Today marks the 45th anniversary of the Apollo Moon landing, which seems like a good time to take the next step on our space adventure. You choose the topic of bees in space, so here we go!
In 1984, 3400 honey bees (Apis mellifera) joined the crew of the Challenger space shuttle for a mission in space, housed in an aluminium “bee enclosure module” (BEM) as part of a student experiment to so see whether they could build honeycombs in microgravity. Weightlessness didn’t seem to bother the worker bees too much, and they produced a perfect 30 sq. in. comb. The queen laid 35 eggs, but they didn’t hatch. As honeybees won’t foul their nests, and the enclosure was sealed, the bees had to ‘hold it in’ for the duration of the 6-day mission, and were probably glad to return to Earth!
In 2003, the first ever space experiment from Lichtenstein, dubbed “Spice Bees” by its student designers, launched 3 Carpenter bees (probably Xylocopa c. arizonensis) into orbit on space shuttle Columbia. They were housed in a special balsa wood habitat, and deemed to be more active in microgravity than earth. The students were waiting to weigh the balsa block when it returned to Earth, to see how much wood the bees had eaten during 15 days in space. Sadly the bees perished, along with their fellow astronauts, as Columbia burned up on reentry.

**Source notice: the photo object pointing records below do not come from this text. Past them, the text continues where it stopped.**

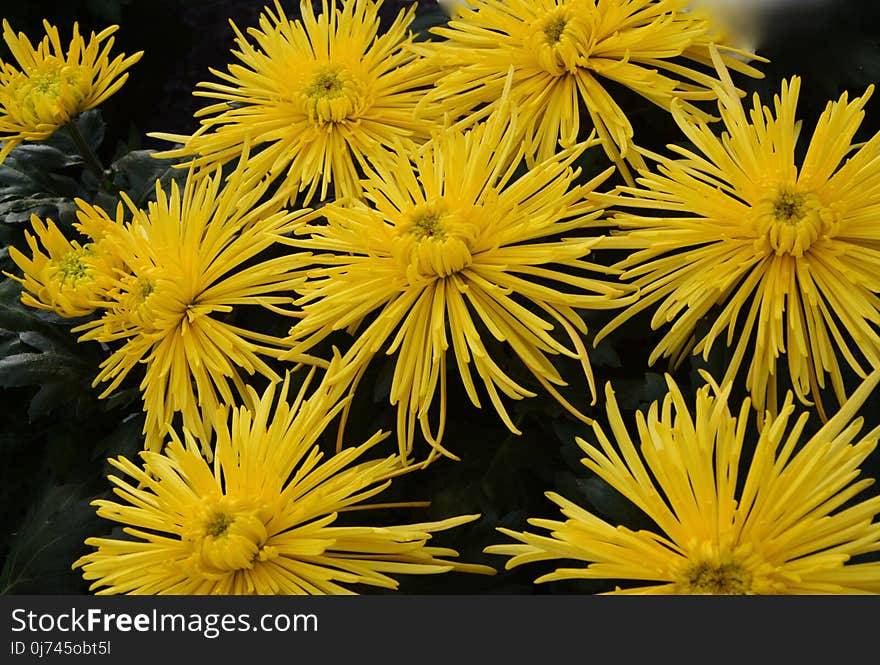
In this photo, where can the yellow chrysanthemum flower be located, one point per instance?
(68, 279)
(261, 518)
(791, 525)
(50, 87)
(453, 245)
(191, 259)
(320, 97)
(796, 247)
(561, 51)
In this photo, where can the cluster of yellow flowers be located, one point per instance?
(452, 212)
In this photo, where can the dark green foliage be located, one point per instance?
(56, 434)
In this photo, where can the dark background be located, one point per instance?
(50, 463)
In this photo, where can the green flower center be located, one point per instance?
(428, 226)
(72, 267)
(326, 84)
(227, 535)
(789, 220)
(726, 579)
(334, 94)
(218, 524)
(788, 207)
(554, 29)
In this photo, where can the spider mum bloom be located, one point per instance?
(69, 278)
(51, 86)
(191, 260)
(320, 97)
(791, 525)
(451, 247)
(561, 52)
(782, 256)
(262, 518)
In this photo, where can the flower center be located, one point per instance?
(51, 94)
(334, 94)
(728, 578)
(790, 220)
(72, 267)
(226, 535)
(561, 39)
(554, 28)
(434, 241)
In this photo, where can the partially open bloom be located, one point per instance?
(319, 97)
(781, 259)
(262, 518)
(561, 52)
(67, 278)
(191, 261)
(787, 522)
(454, 246)
(51, 86)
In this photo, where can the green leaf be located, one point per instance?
(48, 540)
(37, 369)
(137, 172)
(90, 124)
(45, 157)
(19, 210)
(13, 315)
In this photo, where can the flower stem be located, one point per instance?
(88, 155)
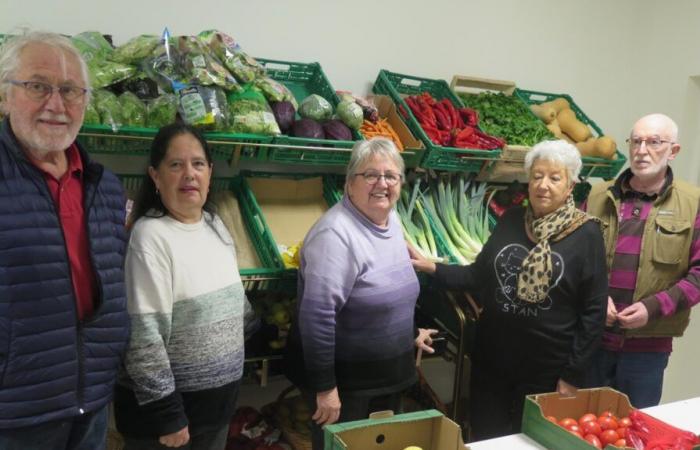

In 2012, scientists at the University of Guelph in Ontario performed a series of experiments on Earth to test whether bumblebees (Bombus impatiens) remain effective pollinators at low atmospheric pressures. NASA and other space agencies currently recommend a pressure of 52 kPa for sealed greenhouse environments (for Mars or the Moon), which is cheaper to maintain than the 101 kPa found at sea level on Earth.